Efficient Label Contamination Attacks Against Black-Box Learning Models

Authors: Mengchen Zhao, Bo An, Wei Gao, Teng Zhang

IJCAI 2017 | Conference PDF | Archive PDF | Plain Text | LLM Run Details

Reproducibility Variable Result LLM Response
Research Type Experimental Empirical studies show that PGA significantly outperforms existing baselines and linear learning models are better substitute models than nonlinear ones.
Researcher Affiliation Academia 1School of Computer Science and Engineering, Nanyang Technological University, Singapore 2National Key Laboratory for Novel Software Technology, Nanjing University, Nanjing, China
Pseudocode Yes Algorithm 1: Projected Gradient Ascent (PGA) and Algorithm 2: Flip strategy
Open Source Code No The paper discusses implementing with LIBSVM [Chang and Lin, 2011] and LINLINEAR [Fan et al., 2008], which are third-party tools.

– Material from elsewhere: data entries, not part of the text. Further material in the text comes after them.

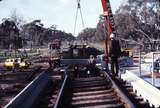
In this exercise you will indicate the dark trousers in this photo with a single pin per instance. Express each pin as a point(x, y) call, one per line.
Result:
point(114, 66)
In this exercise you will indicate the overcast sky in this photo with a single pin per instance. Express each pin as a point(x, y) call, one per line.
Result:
point(59, 12)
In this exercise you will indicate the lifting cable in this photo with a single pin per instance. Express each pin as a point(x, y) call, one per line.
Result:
point(78, 10)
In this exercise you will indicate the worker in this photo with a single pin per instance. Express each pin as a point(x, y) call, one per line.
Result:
point(157, 66)
point(16, 66)
point(50, 62)
point(92, 66)
point(114, 53)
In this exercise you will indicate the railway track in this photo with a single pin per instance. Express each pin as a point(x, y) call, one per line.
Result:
point(50, 90)
point(11, 83)
point(98, 92)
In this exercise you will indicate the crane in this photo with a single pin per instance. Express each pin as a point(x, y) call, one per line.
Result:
point(109, 23)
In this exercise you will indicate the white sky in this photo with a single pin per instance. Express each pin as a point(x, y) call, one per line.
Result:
point(59, 12)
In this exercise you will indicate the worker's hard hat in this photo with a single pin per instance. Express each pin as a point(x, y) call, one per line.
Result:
point(111, 35)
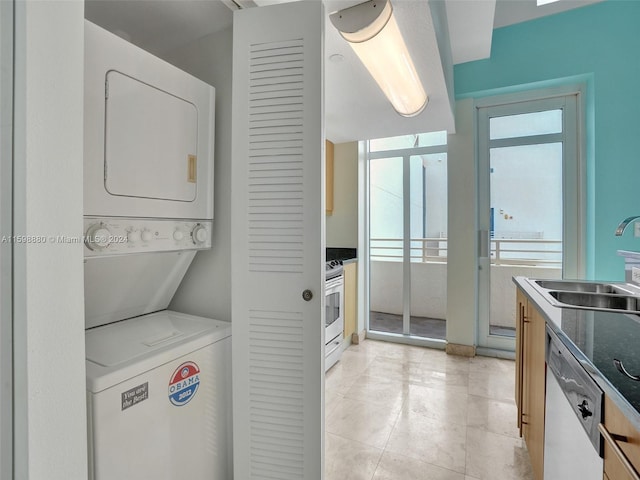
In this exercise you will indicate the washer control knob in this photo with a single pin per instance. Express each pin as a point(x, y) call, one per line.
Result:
point(133, 236)
point(97, 237)
point(199, 234)
point(178, 235)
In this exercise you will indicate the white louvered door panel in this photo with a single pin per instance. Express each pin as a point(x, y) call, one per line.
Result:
point(278, 242)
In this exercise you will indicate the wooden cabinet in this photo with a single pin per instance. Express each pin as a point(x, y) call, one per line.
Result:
point(350, 298)
point(531, 379)
point(621, 444)
point(328, 182)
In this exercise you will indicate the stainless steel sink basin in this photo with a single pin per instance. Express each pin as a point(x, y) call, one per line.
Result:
point(571, 286)
point(589, 295)
point(598, 301)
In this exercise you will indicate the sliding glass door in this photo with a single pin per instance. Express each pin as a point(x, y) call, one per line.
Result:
point(407, 238)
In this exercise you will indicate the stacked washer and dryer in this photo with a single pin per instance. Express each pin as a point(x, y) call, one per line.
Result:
point(158, 381)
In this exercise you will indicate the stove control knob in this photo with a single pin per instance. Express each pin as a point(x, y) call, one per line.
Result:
point(178, 235)
point(133, 236)
point(199, 234)
point(146, 235)
point(97, 237)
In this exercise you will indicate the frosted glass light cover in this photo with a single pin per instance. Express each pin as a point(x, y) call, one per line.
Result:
point(381, 48)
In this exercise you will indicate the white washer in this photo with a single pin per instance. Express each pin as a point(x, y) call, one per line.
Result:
point(159, 398)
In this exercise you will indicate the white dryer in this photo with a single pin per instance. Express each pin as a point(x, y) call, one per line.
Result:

It does not provide concrete access to the source code for their own methodology.
Open Datasets Yes We will use five public data sets: Australian (690 points, 14 features), W8a (10000 points, 300 features), Spambase (4601 points, 57 features) [Lichman, 2013], Wine (130 points, 14 features) and Skin (5000 points, 3 features) 1. 1Except Spambase, all data sets can be downloaded from https://www.csie.ntu.edu.tw/~cjlin/ libsvmtools/datasets/.
Dataset Splits No The paper mentions 'training data' and 'test set' but does not provide specific details about validation data splits or a methodology for model selection that explicitly uses a validation set.
Hardware Specification No No specific hardware details (e.g., GPU/CPU models, processor types, memory amounts) were provided for running the experiments.
Software Dependencies Yes All training processes are implemented with LIBSVM [Chang and Lin, 2011] and LINLINEAR [Fan et al., 2008]. The DT, KNN and NB models are trained using MATLAB R2016b Statics and Machine Learning Toolbox and all parameters are set by default.
Experiment Setup Yes We set the regularization parameter C=1 for all five models. We set the parameters d=2 for polynomial kernel and γ=0.1 for RBF kernel. All attacks computed by PGA are the best among 50 runs. We set the attacker s budget as 30% of the training points.